Pretty. My experience:
I offer my challenge, and (whether by trick or by proxy) one rising to my challenge divides themself in half lipping down either side of my person, rubbing themself on what wood is theirs to find until the stars in their eyes are in pools from their load rippling under my receding steps.
To divide myself the way I must, I study all the dividing plants animals. And still, I fill the full year meeting the tenfold of my promise. The challenger's division mixing with these of my forest. With devotion, and over the stillest pool, I step out from my reflection and depart, beside myself.
We hold hands, I and myself. I walk away from myself, which tears me apart. Where I am half a world away from my other half and look down to find their hand watching the moon rising in mine where the sun rises and in the eclipse of this distance, we fall in either direction, dividing anew.
As four, I stare into my other eyes, looking for what other four lie within. Finding all behind me completely in my view, I qam soon upon what love there is for myself. And cry. With the first breeze strong enough to dry my tears, do I find what I have cried out of my eyes is my own full self.
I am out of time, and I am found. I step forward to them, reach my hand out as though to take their own, and in place of theirs, take the hands of my two reflections from their either eye, who find a way beside me as the prior seven selves step out, fill them tenfold, and come, the blow returned.
---
As we lay together - most of me decayed to nurse log, flower, or some other star - I ask my challenger where they found their first division. They looked at me strange: so I didn't know. And they would not speak further of it; and only laughed where I ask again. To each lifeform its own.
I knew of twins. I had not met twins so throughly decayed into a single public life even the stars and fae stopped seeing division. Pure belief flowing from one twin's death, through equidistance, to the other's - bridging as arch as seamless a life as the heart's to its body's own.
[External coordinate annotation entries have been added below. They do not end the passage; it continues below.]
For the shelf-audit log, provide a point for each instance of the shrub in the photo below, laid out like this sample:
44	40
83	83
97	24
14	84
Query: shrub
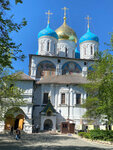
98	135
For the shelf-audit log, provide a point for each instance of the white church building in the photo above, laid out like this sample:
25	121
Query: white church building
52	87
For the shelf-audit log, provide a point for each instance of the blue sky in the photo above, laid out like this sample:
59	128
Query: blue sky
101	12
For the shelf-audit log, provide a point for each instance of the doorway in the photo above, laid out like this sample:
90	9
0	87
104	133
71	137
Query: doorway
48	125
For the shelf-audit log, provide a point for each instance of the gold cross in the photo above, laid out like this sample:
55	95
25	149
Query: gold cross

Asked to tell this story so often, I am tempted to bury the memory of it. Just to get on with experiences. But something about that bloom, my ten wasted bodies. And that smiling challenger's last gasp. Who slips away into the creek, the rotten limbs, and the rest of my existence.
So I keep the story. As I recount, it must have been a trick of the light. What I saw next could not have actually been this challenger's twin. I was divided in tenths and still trembling from the bloom - hardly witness to anything but my fragment. And yet, I feel a hand of my departed challenger.
The hand - at least as trembling as my own - picking a single flower from my bloom, before vanishing into the forest. A new Moon comes, and with it, the next language for the forest's memories to be written, and, over events of that night, it runs, until anyone's guess is good as mine.